Souvent, seul le silence peut exprimer ma prière.
La prière est une aspiration du cœur : un regard simple dirigé vers le ciel ; un cri de gratitude et d’amour au milieu de l’épreuve comme au milieu de la joie. Enfin, c’est quelque chose de grand, de surnaturel : cela dilate mon âme et l’unit à Jésus.
Pour moi, prier signifie partir du cœur vers Dieu ; cela veut dire lever les yeux, tout simplement, vers le ciel : un cri d’amour reconnaissant, du sommet de la joie ou du fond du désespoir. C’est une force vaste et surnaturelle qui ouvre mon cœur et me lie étroitement à Jésus.
La prière et le sacrifice peuvent toucher les âmes mieux que les mots.
Toute ma force réside dans la prière et le sacrifice : ce sont là mes bras invincibles ; ils peuvent remuer les cœurs bien mieux que les mots, je le sais par l’expérience.
En dehors du Bureau [la prière quotidienne de l’Église], qui est une joie quotidienne, je n’ai pas le courage de chercher dans les livres de belles prières… Incapable soit de les dire toutes, soit d’en choisir entre elles, je fais comme un enfant qui ne sait pas lire : je dis simplement ce que je veux dire à Dieu, tout simplement — et Il ne manque jamais de comprendre.
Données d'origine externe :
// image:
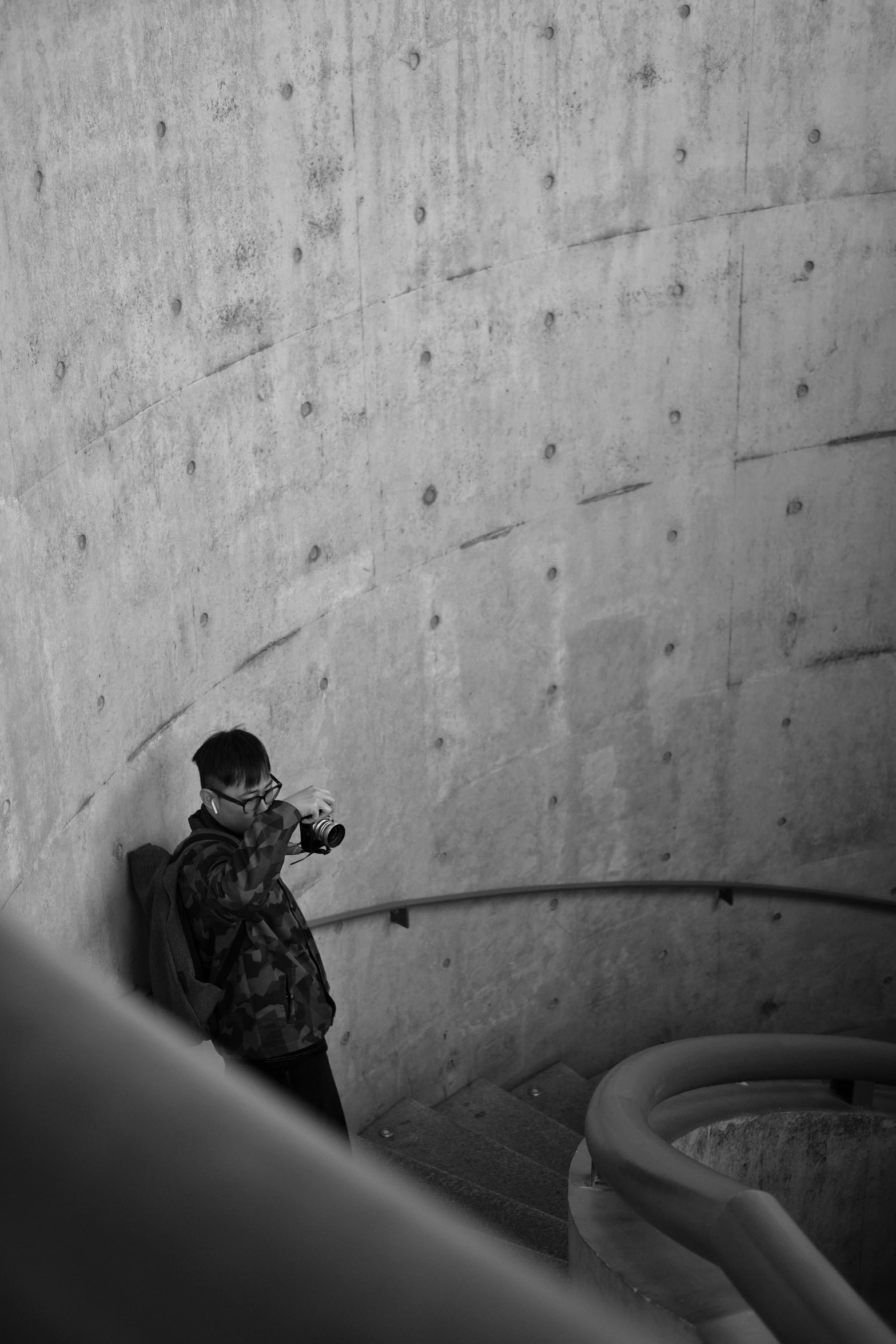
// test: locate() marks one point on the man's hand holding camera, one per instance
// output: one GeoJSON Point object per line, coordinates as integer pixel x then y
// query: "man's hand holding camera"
{"type": "Point", "coordinates": [310, 803]}
{"type": "Point", "coordinates": [318, 834]}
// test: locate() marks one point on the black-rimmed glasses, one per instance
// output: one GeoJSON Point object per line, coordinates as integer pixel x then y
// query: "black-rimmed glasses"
{"type": "Point", "coordinates": [253, 803]}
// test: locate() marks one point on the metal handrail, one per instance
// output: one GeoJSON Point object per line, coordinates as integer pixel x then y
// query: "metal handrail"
{"type": "Point", "coordinates": [147, 1195]}
{"type": "Point", "coordinates": [724, 889]}
{"type": "Point", "coordinates": [746, 1233]}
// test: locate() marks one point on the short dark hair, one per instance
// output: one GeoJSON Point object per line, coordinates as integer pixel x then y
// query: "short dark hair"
{"type": "Point", "coordinates": [232, 757]}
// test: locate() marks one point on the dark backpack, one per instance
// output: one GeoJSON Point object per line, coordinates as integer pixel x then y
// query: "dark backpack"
{"type": "Point", "coordinates": [176, 975]}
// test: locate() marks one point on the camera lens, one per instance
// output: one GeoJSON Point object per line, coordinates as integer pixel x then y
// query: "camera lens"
{"type": "Point", "coordinates": [333, 835]}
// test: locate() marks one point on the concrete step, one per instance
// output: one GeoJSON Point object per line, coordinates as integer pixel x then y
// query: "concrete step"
{"type": "Point", "coordinates": [508, 1218]}
{"type": "Point", "coordinates": [484, 1109]}
{"type": "Point", "coordinates": [418, 1132]}
{"type": "Point", "coordinates": [559, 1270]}
{"type": "Point", "coordinates": [560, 1093]}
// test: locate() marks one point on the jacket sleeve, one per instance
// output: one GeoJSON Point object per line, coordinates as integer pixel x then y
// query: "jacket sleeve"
{"type": "Point", "coordinates": [237, 885]}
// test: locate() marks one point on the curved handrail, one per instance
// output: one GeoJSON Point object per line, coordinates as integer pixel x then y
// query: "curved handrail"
{"type": "Point", "coordinates": [147, 1195]}
{"type": "Point", "coordinates": [771, 1262]}
{"type": "Point", "coordinates": [724, 888]}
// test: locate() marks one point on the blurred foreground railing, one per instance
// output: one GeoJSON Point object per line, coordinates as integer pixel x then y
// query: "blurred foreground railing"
{"type": "Point", "coordinates": [777, 1269]}
{"type": "Point", "coordinates": [147, 1196]}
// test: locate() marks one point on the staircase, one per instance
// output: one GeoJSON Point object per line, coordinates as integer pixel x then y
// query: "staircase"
{"type": "Point", "coordinates": [501, 1155]}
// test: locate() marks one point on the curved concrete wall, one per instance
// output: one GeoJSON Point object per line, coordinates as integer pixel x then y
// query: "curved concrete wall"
{"type": "Point", "coordinates": [230, 238]}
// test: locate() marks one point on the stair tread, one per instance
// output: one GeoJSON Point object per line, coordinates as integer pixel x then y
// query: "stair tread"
{"type": "Point", "coordinates": [563, 1096]}
{"type": "Point", "coordinates": [483, 1108]}
{"type": "Point", "coordinates": [554, 1266]}
{"type": "Point", "coordinates": [509, 1218]}
{"type": "Point", "coordinates": [430, 1138]}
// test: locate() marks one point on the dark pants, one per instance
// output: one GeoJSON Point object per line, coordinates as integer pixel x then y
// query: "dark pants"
{"type": "Point", "coordinates": [308, 1078]}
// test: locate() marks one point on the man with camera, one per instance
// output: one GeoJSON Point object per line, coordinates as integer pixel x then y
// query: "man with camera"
{"type": "Point", "coordinates": [248, 929]}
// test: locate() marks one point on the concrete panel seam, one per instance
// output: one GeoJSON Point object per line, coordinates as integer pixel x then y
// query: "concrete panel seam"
{"type": "Point", "coordinates": [491, 536]}
{"type": "Point", "coordinates": [851, 656]}
{"type": "Point", "coordinates": [265, 648]}
{"type": "Point", "coordinates": [160, 729]}
{"type": "Point", "coordinates": [808, 448]}
{"type": "Point", "coordinates": [621, 490]}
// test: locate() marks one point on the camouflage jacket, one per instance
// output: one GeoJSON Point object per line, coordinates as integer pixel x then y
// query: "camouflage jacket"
{"type": "Point", "coordinates": [277, 996]}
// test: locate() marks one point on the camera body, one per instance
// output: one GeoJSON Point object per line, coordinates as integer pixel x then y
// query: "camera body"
{"type": "Point", "coordinates": [320, 836]}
Pour moi, la prière est une montée du cœur ; c’est un regard simple tourné vers le ciel ; c’est un cri de reconnaissance et d’amour, embrassant à la fois l’épreuve et la joie.
Pour moi, la prière est un bond vers le haut du cœur : un regard serein vers le ciel, un cri de gratitude et d’amour que je prononce au fond de la tristesse comme dans les hauteurs de la joie.